Build It, But They May Not Come
New high-end construction in healthcare is booming [1], fueled in part by philanthropic donors concerned with cancer care and other specialty diseases [2]. State-of-the-art MRI facilities typically are included in these projects. Particularly in large urban areas, however, markets have already started showing signs of saturation, with enough or more scanners than needed for the populations served, and free-standing imaging centers are reported to be closing due to low profitability [3]. This has raised concerns about how pre-existing outpatient MRI centers that serve less specialized health needs may fare in such an environment and maintain a patient throughput that supports their existence.

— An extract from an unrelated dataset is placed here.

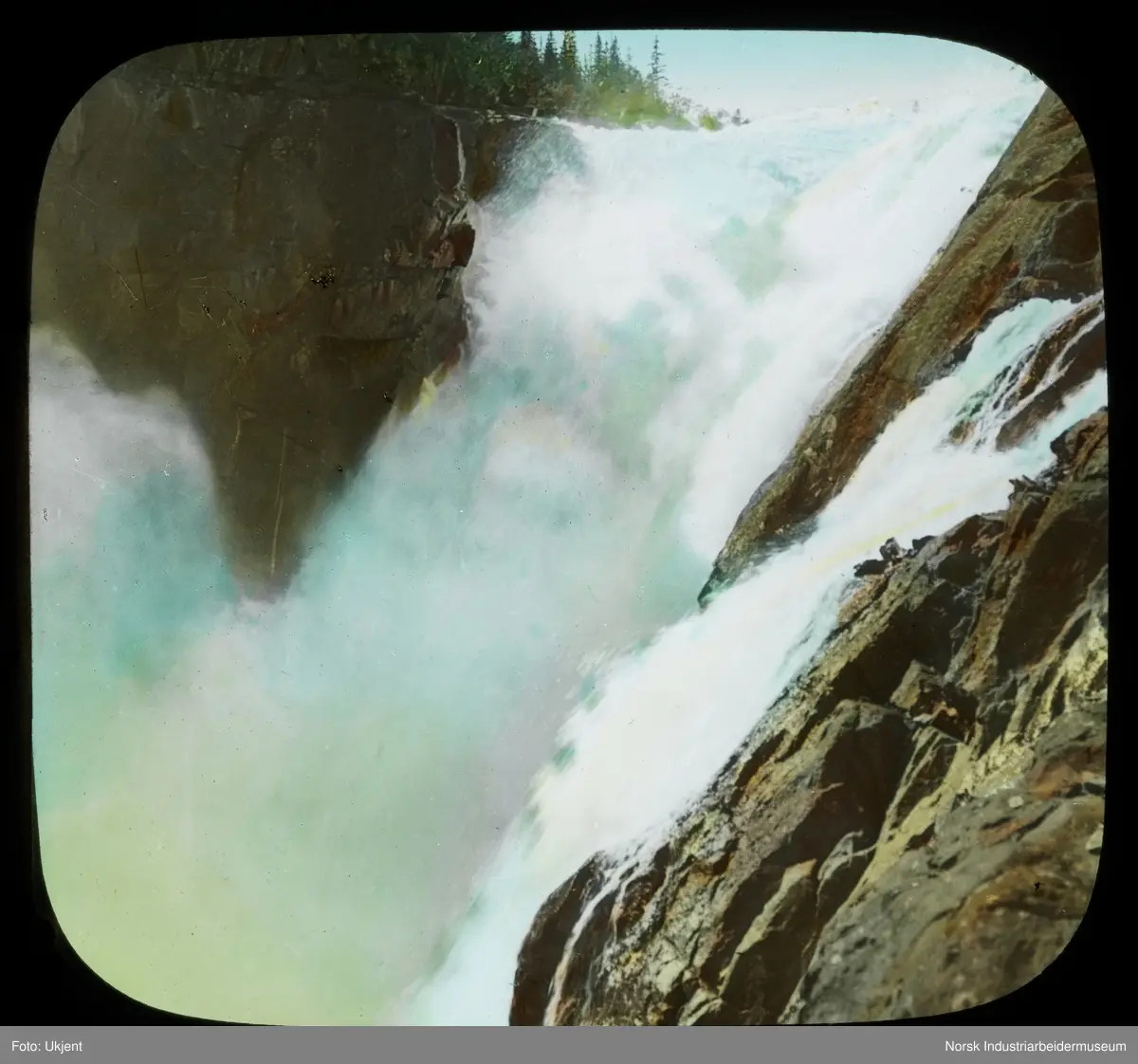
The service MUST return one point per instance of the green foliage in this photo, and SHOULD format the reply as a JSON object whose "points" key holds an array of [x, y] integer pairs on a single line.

We previously showed that team training of MRI staff in calmative techniques (Comfort Talk®) has been associated with significant reductions in no-show and incompletion rates, ability to offer more novel time-intensive and combined studies, and increased patient satisfaction in longitudinal clinical trials [4-6]. That raised the question whether training and patient satisfaction actually can drive volume distribution in a large urban market that reaches the point of saturation.
Drs. Ajam, Nguyen, Kelly and Lang just presenting a poster at the annual Association of University Radiologists Meeting in Hollywood, Fl. Total MRI visits were tracked in a 10-site university-affiliated hospital system before and after addition of a state-of-the-art cancer center with 3 additional MRI scanners, for a total of 17 scanners. At the time of opening of the new facility, one of the major competitors in town opened a neuroscience center with additional MRI capacity.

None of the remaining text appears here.